The K Smith Code. Kathryn Smith at Goodman
Sunday, January 13, 2008

Luminol is a chemical sometimes used in crime scenes to detect blood. When exposed to an oxidizing agent, in this instance the iron in blood, luminol exhibits chemiluminescence, a blue glow in the dark for approximately 30 seconds. A remarkable forensic tool, but seldom used as it tends to destroy the evidence it is exposing.
A similar process is at work in Kathryn Smith's In Camera, which opened last night at Goodman Cape Town. The major portion of the work was painted in UV inks on paper, invisible to the naked eye. At random intervals the lights shut down, after a few seconds of cloying pitch black UV lights switched on to reveal the paper not blank after all but covered in eerily glowing images. However, if after watching too much CSI or Medical Detectives one was expecting to be confronted by the distinctive blood splatters of a slit throat (left handed)
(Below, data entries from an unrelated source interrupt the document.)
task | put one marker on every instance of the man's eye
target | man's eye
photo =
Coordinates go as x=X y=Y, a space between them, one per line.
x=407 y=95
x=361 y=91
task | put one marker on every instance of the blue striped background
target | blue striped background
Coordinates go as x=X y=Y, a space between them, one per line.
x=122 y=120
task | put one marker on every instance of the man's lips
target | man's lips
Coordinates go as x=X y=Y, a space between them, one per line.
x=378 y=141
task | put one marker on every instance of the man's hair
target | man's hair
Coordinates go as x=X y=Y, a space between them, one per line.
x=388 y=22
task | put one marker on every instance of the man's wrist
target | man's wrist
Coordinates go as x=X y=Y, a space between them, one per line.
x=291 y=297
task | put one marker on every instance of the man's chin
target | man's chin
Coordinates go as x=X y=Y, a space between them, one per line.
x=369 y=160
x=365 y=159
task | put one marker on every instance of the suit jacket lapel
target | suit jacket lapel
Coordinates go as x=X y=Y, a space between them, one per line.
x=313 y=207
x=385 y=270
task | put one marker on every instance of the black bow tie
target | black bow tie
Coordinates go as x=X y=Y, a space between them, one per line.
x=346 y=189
or at least a ghostly smeary handprint one would be well disappointed. Although clearly referencing this language, what is revealed is a little more horrifying, but not in the guts. What is revealed, painted accurately with the obscuring half-tone patterns of newsprint, are portraits and landscapes, left unexplained. Of course we are familiar with the language of victimhood from the media, and instinctively know that these geeky teenagers and bland landscapes are the sites of horrific violence. This realisation still isn't what makes the images horrible. Instead, it is the fact that the process of taking the
images and showing them, of taking the reality, converting it to image, being printed then found and converted into art, has drained them of anything frightening at all. They are bland, sapped of their strength. If they effect me it is on an intellectual level, the human response of compassion and fear is gone. Like the luminol, what is shown is destroyed.Outside of the main UV-lit room sat a series of colour photographs entitled Sad Sketches. Anyone familiar with the Da Vinci Code, will recognise the scene where Robert Langdon finds hidden clues in the paintings using a black light torch. Similarly, in these works, photographs of what one assumes are crime scenes, reveal text and images when one loans the black light torch from the gallery.
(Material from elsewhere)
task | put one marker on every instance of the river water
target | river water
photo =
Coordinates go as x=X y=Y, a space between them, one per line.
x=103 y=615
It is my theory that the Da Vinci Code became so popular because it affirms the world is a big conspiracy. With the onset of the information age, when we are faced by many signs and much data, some hidden and some exposed, which is largely incomprehensible, we try and pick out some meaning from it, try to piece it all together into a coherent narrative. I believe it a human impulse, to make stories. A conspiracy is the most direct and simplest way of putting it all together. And we love the thrill of solving the clues.In Camera will be a popular show because it, like the Da Vinci Code, shows us clues, hidden meanings and secrets, which we desperately will try and piece together and that's fun. But unlike the Da Vinci Code, there will be no easy bloodline solution, no conspiracy, instead we are just faced with the bleakness, and bland violence, of the world around us. And that's why it won't sell millions.